What is the likely future for cryptocurrencies in India?
This is the million-dollar question for which many people in the country are waiting for an answer. While ruling on the contentious RBI circular, the Supreme Court acknowledged that the uncertainty over the status of cryptos could easily lead them to slip out of all regulatory control.
But at the same time, the court believed virtual currencies possessed the fundamental elements of money and so should be treated as such.
The Court also noted that “anything that may pose a threat to or have an impact on the financial system of the country, can be regulated or prohibited by RBI, despite the said activity not forming part of the credit system or payment system”.

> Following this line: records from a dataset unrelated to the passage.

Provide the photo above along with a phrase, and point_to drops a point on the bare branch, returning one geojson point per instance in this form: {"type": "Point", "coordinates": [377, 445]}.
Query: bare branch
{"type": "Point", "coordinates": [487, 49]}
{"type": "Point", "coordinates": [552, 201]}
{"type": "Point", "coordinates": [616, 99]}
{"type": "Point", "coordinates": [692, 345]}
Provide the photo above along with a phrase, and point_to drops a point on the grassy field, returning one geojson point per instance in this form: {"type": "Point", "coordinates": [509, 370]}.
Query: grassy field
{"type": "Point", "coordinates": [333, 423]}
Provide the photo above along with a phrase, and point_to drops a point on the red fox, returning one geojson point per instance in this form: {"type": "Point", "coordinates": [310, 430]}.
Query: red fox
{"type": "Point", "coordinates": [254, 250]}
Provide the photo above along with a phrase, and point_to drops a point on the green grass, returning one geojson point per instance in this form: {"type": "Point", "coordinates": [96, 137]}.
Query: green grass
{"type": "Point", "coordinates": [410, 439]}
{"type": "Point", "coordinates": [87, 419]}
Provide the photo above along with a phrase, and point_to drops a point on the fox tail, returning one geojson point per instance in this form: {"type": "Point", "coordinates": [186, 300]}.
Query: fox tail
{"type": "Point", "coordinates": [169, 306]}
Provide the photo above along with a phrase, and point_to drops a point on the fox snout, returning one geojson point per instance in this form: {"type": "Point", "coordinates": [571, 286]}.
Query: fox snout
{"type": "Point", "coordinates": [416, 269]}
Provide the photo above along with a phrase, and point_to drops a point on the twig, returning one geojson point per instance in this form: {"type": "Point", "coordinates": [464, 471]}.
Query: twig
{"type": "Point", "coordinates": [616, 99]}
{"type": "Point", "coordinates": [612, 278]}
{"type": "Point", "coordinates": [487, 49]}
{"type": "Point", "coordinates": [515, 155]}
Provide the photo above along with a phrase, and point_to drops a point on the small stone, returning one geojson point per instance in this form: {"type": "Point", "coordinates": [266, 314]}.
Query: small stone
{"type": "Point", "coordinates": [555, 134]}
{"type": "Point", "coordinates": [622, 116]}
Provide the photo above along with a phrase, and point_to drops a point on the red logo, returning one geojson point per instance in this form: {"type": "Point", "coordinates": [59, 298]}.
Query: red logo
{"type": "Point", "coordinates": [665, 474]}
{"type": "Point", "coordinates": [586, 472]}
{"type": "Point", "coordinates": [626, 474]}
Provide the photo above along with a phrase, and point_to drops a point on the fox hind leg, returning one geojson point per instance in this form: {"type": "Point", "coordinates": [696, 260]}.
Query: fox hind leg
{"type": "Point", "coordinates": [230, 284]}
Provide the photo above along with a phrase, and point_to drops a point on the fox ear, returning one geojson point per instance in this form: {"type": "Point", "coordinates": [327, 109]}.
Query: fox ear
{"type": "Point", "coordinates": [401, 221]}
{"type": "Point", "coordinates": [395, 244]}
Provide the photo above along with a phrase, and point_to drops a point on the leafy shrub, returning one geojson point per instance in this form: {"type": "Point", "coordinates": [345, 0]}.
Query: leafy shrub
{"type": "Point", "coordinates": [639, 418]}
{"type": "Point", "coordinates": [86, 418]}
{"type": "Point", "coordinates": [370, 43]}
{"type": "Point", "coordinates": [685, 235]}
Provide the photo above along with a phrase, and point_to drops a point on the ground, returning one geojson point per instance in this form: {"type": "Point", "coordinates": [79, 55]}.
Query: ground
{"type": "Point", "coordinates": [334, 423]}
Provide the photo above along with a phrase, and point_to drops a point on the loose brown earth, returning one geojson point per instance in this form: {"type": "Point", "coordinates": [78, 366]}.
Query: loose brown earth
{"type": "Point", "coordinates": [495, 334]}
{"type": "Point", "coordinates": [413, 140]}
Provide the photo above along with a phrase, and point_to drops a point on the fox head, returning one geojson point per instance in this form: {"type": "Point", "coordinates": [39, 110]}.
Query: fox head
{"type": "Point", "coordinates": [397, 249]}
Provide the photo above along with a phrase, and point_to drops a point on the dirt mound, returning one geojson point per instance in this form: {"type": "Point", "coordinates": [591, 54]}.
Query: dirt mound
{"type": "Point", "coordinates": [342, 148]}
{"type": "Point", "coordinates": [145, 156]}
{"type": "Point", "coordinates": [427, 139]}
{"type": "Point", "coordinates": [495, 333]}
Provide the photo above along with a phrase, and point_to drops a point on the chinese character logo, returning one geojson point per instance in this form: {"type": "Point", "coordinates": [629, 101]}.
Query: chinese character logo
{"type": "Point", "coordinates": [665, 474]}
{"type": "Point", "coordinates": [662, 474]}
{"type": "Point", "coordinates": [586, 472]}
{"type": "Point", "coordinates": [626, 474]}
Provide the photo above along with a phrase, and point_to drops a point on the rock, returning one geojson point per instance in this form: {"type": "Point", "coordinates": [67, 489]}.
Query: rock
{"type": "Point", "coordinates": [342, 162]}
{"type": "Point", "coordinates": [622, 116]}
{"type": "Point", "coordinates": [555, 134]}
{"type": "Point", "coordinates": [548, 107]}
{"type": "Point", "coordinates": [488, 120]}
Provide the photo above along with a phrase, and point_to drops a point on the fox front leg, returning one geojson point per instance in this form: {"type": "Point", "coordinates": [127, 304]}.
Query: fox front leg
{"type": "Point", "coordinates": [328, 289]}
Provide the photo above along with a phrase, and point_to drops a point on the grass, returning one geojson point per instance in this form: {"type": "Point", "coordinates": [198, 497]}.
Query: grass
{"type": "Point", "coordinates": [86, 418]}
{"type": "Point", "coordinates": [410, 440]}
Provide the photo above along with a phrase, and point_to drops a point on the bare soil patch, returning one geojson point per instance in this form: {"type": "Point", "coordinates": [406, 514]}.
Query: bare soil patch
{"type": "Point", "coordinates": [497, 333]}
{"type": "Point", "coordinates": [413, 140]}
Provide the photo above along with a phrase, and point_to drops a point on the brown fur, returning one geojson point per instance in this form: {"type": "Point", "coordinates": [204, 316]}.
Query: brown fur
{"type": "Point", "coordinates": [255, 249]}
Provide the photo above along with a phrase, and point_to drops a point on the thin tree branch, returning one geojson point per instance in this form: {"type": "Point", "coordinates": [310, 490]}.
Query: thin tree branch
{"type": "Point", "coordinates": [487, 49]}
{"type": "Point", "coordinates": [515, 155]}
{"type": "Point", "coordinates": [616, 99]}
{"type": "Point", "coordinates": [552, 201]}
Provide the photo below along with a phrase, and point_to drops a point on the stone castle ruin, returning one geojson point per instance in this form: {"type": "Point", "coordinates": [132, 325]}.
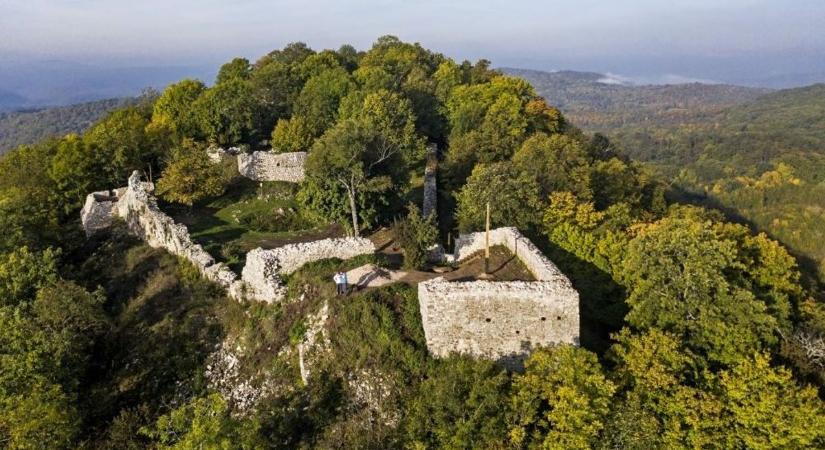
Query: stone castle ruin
{"type": "Point", "coordinates": [271, 166]}
{"type": "Point", "coordinates": [502, 321]}
{"type": "Point", "coordinates": [263, 165]}
{"type": "Point", "coordinates": [261, 280]}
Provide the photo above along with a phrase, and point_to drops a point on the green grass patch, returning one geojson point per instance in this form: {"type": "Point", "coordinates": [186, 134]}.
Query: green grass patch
{"type": "Point", "coordinates": [249, 215]}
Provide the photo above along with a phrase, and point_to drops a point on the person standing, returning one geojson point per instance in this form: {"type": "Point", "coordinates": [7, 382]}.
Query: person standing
{"type": "Point", "coordinates": [338, 279]}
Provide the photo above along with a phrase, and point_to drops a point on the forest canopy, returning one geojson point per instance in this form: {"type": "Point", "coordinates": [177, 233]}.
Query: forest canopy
{"type": "Point", "coordinates": [696, 332]}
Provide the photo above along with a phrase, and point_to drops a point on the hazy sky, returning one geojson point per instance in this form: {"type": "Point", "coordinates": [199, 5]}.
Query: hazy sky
{"type": "Point", "coordinates": [707, 39]}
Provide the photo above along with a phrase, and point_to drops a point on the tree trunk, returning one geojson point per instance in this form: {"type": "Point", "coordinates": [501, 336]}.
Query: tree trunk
{"type": "Point", "coordinates": [353, 209]}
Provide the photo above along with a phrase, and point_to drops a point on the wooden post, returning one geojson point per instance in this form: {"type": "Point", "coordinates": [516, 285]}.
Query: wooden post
{"type": "Point", "coordinates": [487, 243]}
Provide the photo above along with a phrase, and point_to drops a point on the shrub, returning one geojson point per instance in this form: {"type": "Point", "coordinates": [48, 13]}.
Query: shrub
{"type": "Point", "coordinates": [415, 234]}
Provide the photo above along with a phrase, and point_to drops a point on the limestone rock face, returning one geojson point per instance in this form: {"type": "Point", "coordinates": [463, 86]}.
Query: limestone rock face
{"type": "Point", "coordinates": [271, 166]}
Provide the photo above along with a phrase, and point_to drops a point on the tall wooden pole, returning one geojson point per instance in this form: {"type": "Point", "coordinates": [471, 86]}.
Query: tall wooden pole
{"type": "Point", "coordinates": [487, 243]}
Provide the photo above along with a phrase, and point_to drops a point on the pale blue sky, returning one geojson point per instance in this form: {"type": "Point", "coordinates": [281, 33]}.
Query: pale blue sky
{"type": "Point", "coordinates": [716, 40]}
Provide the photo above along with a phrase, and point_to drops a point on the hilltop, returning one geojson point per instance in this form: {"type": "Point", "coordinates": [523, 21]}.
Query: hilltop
{"type": "Point", "coordinates": [166, 277]}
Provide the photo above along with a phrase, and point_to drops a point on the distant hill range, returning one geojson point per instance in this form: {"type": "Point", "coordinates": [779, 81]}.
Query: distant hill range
{"type": "Point", "coordinates": [30, 126]}
{"type": "Point", "coordinates": [757, 154]}
{"type": "Point", "coordinates": [599, 102]}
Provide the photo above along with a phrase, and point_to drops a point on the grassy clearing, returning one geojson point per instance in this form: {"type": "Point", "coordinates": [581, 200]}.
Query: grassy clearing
{"type": "Point", "coordinates": [249, 215]}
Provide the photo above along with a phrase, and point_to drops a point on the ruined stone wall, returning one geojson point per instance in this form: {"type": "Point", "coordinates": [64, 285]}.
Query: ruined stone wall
{"type": "Point", "coordinates": [137, 207]}
{"type": "Point", "coordinates": [262, 273]}
{"type": "Point", "coordinates": [97, 212]}
{"type": "Point", "coordinates": [271, 166]}
{"type": "Point", "coordinates": [502, 321]}
{"type": "Point", "coordinates": [535, 261]}
{"type": "Point", "coordinates": [261, 276]}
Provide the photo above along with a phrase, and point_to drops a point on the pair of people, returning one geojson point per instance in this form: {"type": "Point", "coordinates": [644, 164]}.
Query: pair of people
{"type": "Point", "coordinates": [341, 283]}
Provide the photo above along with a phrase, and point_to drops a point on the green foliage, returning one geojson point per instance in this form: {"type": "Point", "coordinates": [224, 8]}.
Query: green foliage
{"type": "Point", "coordinates": [23, 272]}
{"type": "Point", "coordinates": [667, 402]}
{"type": "Point", "coordinates": [561, 400]}
{"type": "Point", "coordinates": [557, 163]}
{"type": "Point", "coordinates": [362, 155]}
{"type": "Point", "coordinates": [459, 406]}
{"type": "Point", "coordinates": [191, 177]}
{"type": "Point", "coordinates": [513, 197]}
{"type": "Point", "coordinates": [122, 341]}
{"type": "Point", "coordinates": [226, 113]}
{"type": "Point", "coordinates": [121, 143]}
{"type": "Point", "coordinates": [29, 127]}
{"type": "Point", "coordinates": [203, 423]}
{"type": "Point", "coordinates": [683, 278]}
{"type": "Point", "coordinates": [319, 99]}
{"type": "Point", "coordinates": [415, 234]}
{"type": "Point", "coordinates": [292, 135]}
{"type": "Point", "coordinates": [174, 108]}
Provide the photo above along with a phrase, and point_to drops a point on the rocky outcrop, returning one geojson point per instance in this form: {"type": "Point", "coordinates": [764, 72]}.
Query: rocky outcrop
{"type": "Point", "coordinates": [97, 213]}
{"type": "Point", "coordinates": [271, 166]}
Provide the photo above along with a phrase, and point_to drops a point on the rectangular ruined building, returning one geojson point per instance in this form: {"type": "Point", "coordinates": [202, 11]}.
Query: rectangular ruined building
{"type": "Point", "coordinates": [502, 321]}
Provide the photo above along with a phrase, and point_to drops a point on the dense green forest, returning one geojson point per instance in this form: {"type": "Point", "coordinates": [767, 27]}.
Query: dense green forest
{"type": "Point", "coordinates": [696, 332]}
{"type": "Point", "coordinates": [598, 103]}
{"type": "Point", "coordinates": [755, 154]}
{"type": "Point", "coordinates": [28, 127]}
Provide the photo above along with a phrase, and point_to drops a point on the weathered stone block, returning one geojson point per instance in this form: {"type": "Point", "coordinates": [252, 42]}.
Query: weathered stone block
{"type": "Point", "coordinates": [271, 166]}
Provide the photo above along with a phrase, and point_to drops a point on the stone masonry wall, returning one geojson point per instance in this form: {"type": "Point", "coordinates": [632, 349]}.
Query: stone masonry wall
{"type": "Point", "coordinates": [262, 273]}
{"type": "Point", "coordinates": [500, 320]}
{"type": "Point", "coordinates": [97, 212]}
{"type": "Point", "coordinates": [138, 208]}
{"type": "Point", "coordinates": [271, 166]}
{"type": "Point", "coordinates": [263, 270]}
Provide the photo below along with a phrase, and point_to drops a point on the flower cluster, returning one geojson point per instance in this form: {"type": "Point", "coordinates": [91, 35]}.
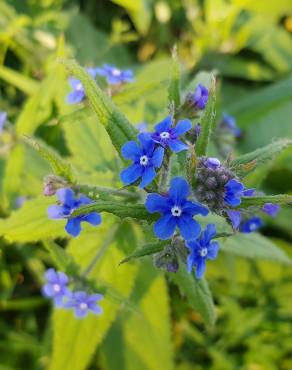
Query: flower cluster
{"type": "Point", "coordinates": [68, 203]}
{"type": "Point", "coordinates": [81, 302]}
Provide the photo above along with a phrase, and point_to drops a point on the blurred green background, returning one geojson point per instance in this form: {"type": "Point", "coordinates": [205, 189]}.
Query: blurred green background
{"type": "Point", "coordinates": [248, 44]}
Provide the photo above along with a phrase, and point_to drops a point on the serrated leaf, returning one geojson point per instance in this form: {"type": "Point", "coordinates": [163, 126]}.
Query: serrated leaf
{"type": "Point", "coordinates": [281, 199]}
{"type": "Point", "coordinates": [75, 341]}
{"type": "Point", "coordinates": [197, 293]}
{"type": "Point", "coordinates": [207, 121]}
{"type": "Point", "coordinates": [246, 163]}
{"type": "Point", "coordinates": [30, 223]}
{"type": "Point", "coordinates": [115, 123]}
{"type": "Point", "coordinates": [146, 250]}
{"type": "Point", "coordinates": [59, 166]}
{"type": "Point", "coordinates": [122, 210]}
{"type": "Point", "coordinates": [254, 246]}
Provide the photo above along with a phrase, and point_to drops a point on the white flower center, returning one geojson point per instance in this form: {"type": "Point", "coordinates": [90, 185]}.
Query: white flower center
{"type": "Point", "coordinates": [144, 160]}
{"type": "Point", "coordinates": [79, 87]}
{"type": "Point", "coordinates": [56, 288]}
{"type": "Point", "coordinates": [253, 226]}
{"type": "Point", "coordinates": [116, 72]}
{"type": "Point", "coordinates": [164, 135]}
{"type": "Point", "coordinates": [176, 211]}
{"type": "Point", "coordinates": [83, 306]}
{"type": "Point", "coordinates": [203, 252]}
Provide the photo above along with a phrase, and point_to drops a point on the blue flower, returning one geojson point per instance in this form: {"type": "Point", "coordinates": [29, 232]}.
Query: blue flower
{"type": "Point", "coordinates": [69, 204]}
{"type": "Point", "coordinates": [115, 75]}
{"type": "Point", "coordinates": [167, 135]}
{"type": "Point", "coordinates": [3, 117]}
{"type": "Point", "coordinates": [145, 159]}
{"type": "Point", "coordinates": [176, 211]}
{"type": "Point", "coordinates": [56, 286]}
{"type": "Point", "coordinates": [230, 123]}
{"type": "Point", "coordinates": [82, 303]}
{"type": "Point", "coordinates": [235, 218]}
{"type": "Point", "coordinates": [271, 209]}
{"type": "Point", "coordinates": [202, 249]}
{"type": "Point", "coordinates": [251, 225]}
{"type": "Point", "coordinates": [200, 97]}
{"type": "Point", "coordinates": [78, 93]}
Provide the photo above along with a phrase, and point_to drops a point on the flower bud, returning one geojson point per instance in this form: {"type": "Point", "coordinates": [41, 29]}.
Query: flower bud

Legal experts said what this meant was though the court considered a complete prohibition was “disproportionate”, it also believed RBI’s regulatory powers covered cryptocurrencies as well. To them, the outcome may prove to be only “a momentary relief” for the petitioners, especially as various government agencies have moved for punitive legislation for those trading in cryptos.
However, the belief is that the latest Supreme Court ruling would influence the government to move towards more balanced regulation and not ban cryptos outright.
Disclaimer: This article is intended for general information purposes only and should not be construed as investment or legal advice. You should separately obtain independent advice when making decisions in these areas.